On Dec. 23, 1972, a blustery Saturday afternoon, the Steelers’ rookie fullback, Franco Harris, caught what came to be known as the Immaculate Reception.

It’s an amazing play, and is considered by many to be the greatest in the history of professional football. In a playoff appearance against the Oakland Raiders with a little over a minute left on the clock, the Steelers were down 7-6 after Oakland had scored a late touchdown, with no timeouts left. Steelers quarterback Terry Bradshaw threw the football toward the Raiders’ 35-yard line and Steelers running back John “Frenchy” Fuqua. As Fuqua leapt to catch the ball, he was hit by Raiders safety Jack Tatum, and the ball ricocheted in the direction of Harris. He grabbed it just before it hit the turf and ran it in for a touchdown.

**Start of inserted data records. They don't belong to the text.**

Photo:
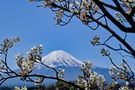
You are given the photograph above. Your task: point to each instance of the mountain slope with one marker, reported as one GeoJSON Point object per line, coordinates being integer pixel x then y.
{"type": "Point", "coordinates": [61, 58]}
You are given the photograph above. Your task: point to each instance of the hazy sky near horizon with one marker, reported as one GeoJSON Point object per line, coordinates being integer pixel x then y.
{"type": "Point", "coordinates": [36, 26]}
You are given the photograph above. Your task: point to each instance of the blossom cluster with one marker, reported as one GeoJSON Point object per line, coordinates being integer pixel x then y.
{"type": "Point", "coordinates": [122, 73]}
{"type": "Point", "coordinates": [8, 43]}
{"type": "Point", "coordinates": [26, 63]}
{"type": "Point", "coordinates": [95, 40]}
{"type": "Point", "coordinates": [38, 82]}
{"type": "Point", "coordinates": [90, 79]}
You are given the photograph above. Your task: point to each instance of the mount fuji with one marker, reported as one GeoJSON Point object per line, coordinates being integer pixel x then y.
{"type": "Point", "coordinates": [59, 59]}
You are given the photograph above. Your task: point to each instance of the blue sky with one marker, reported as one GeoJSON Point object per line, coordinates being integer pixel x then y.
{"type": "Point", "coordinates": [36, 26]}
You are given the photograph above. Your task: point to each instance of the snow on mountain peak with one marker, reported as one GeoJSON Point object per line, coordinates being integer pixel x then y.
{"type": "Point", "coordinates": [60, 58]}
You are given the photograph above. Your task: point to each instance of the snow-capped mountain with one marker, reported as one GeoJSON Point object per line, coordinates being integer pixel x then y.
{"type": "Point", "coordinates": [60, 58]}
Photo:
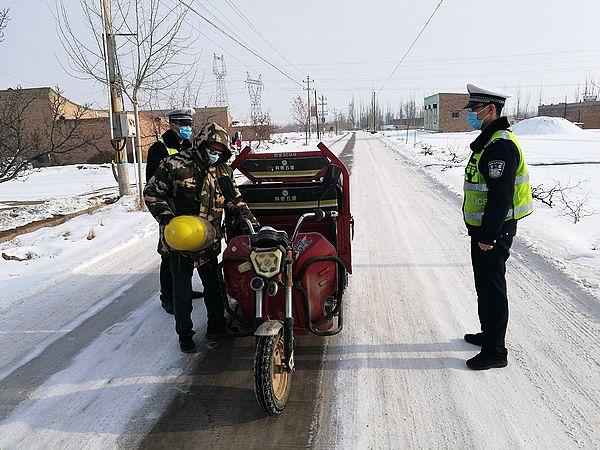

Pity the poor souls at Three Rivers Stadium that day who had made a trip to the concession stand or had already departed to beat the traffic.

In the last four decades, the Immaculate Reception has been draped in controversy, and the footage of it has probably been as scrupulously examined as the home-movie footage Abraham Zapruder shot in Dallas Nov. 22, 1963. It’s never been determined definitively whether the ball was deflected off Fuqua, Tatum, or both before Harris caught it. According to the rules governing the National Football League at the time, if Tatum never touched the ball, it would have been incomplete. Tatum is dead now, so he can’t weigh in one way or another. Some Raiders fans continue to call it “the Immaculate Deception.”

But the play, and the Steelers’ win that day, was a turning point in the team’s march to 1970s dominance. They didn’t go to the Super Bowl that year, but they made winning trips in 1975, 1976, 1979 and 1980. The Steelers provided a valuable morale boost to the region, which was on the ropes because of the collapse of the steel industry.

A statue unveiled Saturday on Pittsburgh’s North Shore guarantees the memory of the Immaculate Reception will live on long after most of the players and spectators who were at Three Rivers Stadium that day are gone.

Forty years later, the tables have turned completely – the Steelers are first in the affections of most Pittsburgh sports fans and, after two decades of losing seasons, the Pirates are now the beloved if deeply troubled child. They could sorely use an Immaculate Reception-style moment of their own one of these days.